Bachs sechs Suiten für Cello solo sind Markstein oder auch Gipfel für jeden Solisten dieses Instruments. Wenn auch die genauen Umstände ihrer Entstehung bis hin zur diskutablen Zuschreibung für das heutige Cello nicht abschließend geklärt sind, haben sie sich für das moderne Cello etabliert.
Alban Gerhardt hat sich für die Einspielung dieser Werke bis zu seinem fünfzigsten Lebensjahr Zeit gelassen und notiert im Beiheft selber, dass diese Aufnahme trotzdem nur eine Momentaufnahme darstellt. Das ehrt den fleißigen und umsichtigen Künstler, der mit einem weit gefassten Repertoire insbesondere vergessene Kostbarkeiten wieder herausfischt und auch modernes Repertoire pflegt.
Gerhardts Spiel ist deutlich anzumerken, dass er sich mit den Werken beschäftigt hat und die Wege durch die Herausforderungen kennt.

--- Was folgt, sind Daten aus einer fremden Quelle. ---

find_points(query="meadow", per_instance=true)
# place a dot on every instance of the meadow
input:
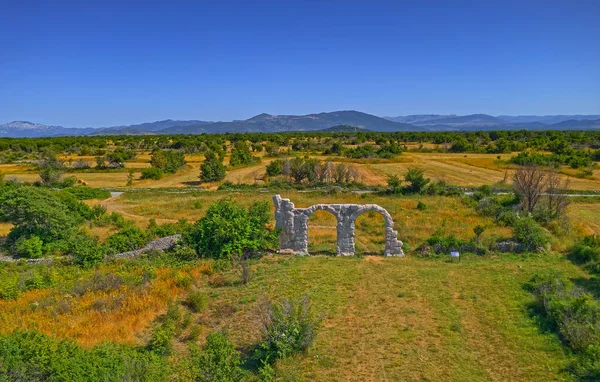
(421, 317)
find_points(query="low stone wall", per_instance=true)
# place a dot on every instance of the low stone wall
(161, 244)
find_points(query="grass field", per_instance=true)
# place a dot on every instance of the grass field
(468, 170)
(383, 319)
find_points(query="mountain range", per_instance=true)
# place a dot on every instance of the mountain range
(267, 123)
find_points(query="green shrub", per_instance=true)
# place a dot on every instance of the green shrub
(160, 339)
(168, 161)
(33, 356)
(152, 173)
(87, 193)
(218, 361)
(416, 181)
(587, 250)
(212, 168)
(86, 251)
(574, 312)
(197, 301)
(229, 229)
(45, 213)
(29, 247)
(128, 239)
(530, 234)
(289, 327)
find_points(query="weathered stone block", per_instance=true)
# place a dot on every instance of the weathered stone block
(293, 223)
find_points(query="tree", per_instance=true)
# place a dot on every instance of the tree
(557, 199)
(240, 154)
(169, 161)
(395, 183)
(529, 183)
(416, 180)
(212, 168)
(130, 178)
(41, 212)
(229, 229)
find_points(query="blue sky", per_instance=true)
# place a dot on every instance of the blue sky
(84, 63)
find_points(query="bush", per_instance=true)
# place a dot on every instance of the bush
(87, 193)
(416, 181)
(128, 239)
(42, 212)
(575, 313)
(29, 247)
(530, 234)
(212, 168)
(289, 327)
(197, 301)
(86, 251)
(33, 356)
(229, 229)
(168, 161)
(152, 173)
(219, 361)
(587, 250)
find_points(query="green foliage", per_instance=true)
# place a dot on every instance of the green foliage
(127, 239)
(241, 155)
(29, 247)
(152, 173)
(575, 315)
(33, 356)
(212, 168)
(290, 327)
(168, 161)
(197, 301)
(218, 361)
(416, 181)
(45, 213)
(395, 184)
(229, 229)
(274, 168)
(51, 168)
(587, 249)
(86, 251)
(528, 233)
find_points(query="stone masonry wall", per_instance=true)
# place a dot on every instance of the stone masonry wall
(293, 223)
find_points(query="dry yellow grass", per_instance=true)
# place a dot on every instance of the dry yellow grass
(82, 317)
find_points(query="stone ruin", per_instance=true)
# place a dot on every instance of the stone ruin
(293, 223)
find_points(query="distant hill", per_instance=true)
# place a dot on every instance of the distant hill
(265, 123)
(420, 118)
(24, 129)
(546, 119)
(343, 129)
(336, 121)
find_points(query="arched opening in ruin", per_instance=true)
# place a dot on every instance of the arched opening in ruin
(322, 233)
(369, 233)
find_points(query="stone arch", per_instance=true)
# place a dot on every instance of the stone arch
(389, 222)
(327, 208)
(293, 223)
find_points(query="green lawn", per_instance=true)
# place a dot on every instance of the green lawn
(407, 319)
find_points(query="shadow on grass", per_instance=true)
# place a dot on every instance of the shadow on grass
(192, 183)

Sein auf schönen Ton angelegter Stil zeigt ausdrucksstark die Klasse seines Goffriller-Cellos. Seine Annäherung an Bach gelingt mit diesem kantablen Ansatz sehr geschmackvoll. Doch wird auch ein unterschiedlich starkes Eintauchen in diese Welt gezeigt.

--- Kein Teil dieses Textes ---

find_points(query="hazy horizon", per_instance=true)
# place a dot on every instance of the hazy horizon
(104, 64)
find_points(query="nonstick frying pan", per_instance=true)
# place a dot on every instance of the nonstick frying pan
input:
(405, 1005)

Die Präludien, die einen gewissermaßen improvisatorischen Zug haben, bekommen bei Gerhardt einen quasi spielerischen Charakter, der den der Sätze spiegelt. Die Courante der sechsten Suite spielt er trotz des Tempos mit einem fließenden Gestaltungsgestus und gleichmäßiger Ausformung, die innere Ruhe spiegelt, so dass dieser Satz unmittelbar vereinnahmt. Ähnliches darf man über die abschließende Gigue sagen. Die dazwischen liegenden Gavotten wirken dagegen ein wenig statisch und weniger inspiriert, während sonst die langsameren Sätze eine ausdrucksstarke und trotzdem fein gezeichnete Gesanglichkeit bekommen. Andere schnelle Sätze, wie die Gigue der vierten Suite, lassen ein wenig die innere Ruhe vermissen. Dabei ist Ruhe nicht mit einem langsamen Tempo zu verwechseln. Gemeint ist vielmehr, auch in schnellen Tempi eine metrische Prägnanz in Phrasen zu behalten, die die Leichtigkeit der Darstellung wahrt. Dass Gerhardt das alles kann, beweist er auch vielerorts.
So ist sein enger Kontakt mit den Cello Suiten von Bach—unterstützt durch die technische Begleitung mit wenig Hall, aber Wärme—eine spannende Herangehensweise, die mit ihrer ehrlichen Aussage fesselt.